Description Underwings are members of the owlet
moth family. This is the largest family of moths,
represented by about 3,000 species in North America.
Most are dull-colored and have wingspans of 3/4-2",
but some have brightly colored wings, and a few reach
5 7/8” in wingspan.

The Underwing’s mottled grayish forewings provide
excellent camouflage when at rest on a tree trunk;
hindwings flash bright colors, conspicuous in flight.

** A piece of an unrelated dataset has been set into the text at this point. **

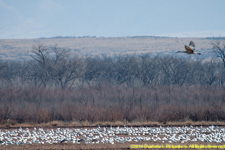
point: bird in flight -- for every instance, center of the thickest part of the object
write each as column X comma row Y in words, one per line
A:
column 189, row 49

The antennae are slender and threadlike, and the
tonguelike proboscis is usually well developed. There
is a prominent hearing organ, or tympanum, on each
side of the thorax.

The wings are folded rooflike over the body when at
rest. Most caterpillars are smooth or only sparsely
hairy, but some are densely hairy, resembling tiger
moth caterpillars.

They feed on a wide range of plants, including the
foliage of trees, shrubs, herbaceous plants, and
grasses. Some bore into stems and roots; others feed
on decayed organic matter; still others are cannibalistic.
Most species pupate in cells at or below the soil
surface. Others pupate in hollow galleries bored by
other larvae, or in cocoons spun among debris or
leaves.

Adults are usually nocturnal, but some are day-fliers.
Many feed on fermenting tree sap or decaying fruit,
some sip flower nectar, and others do not feed.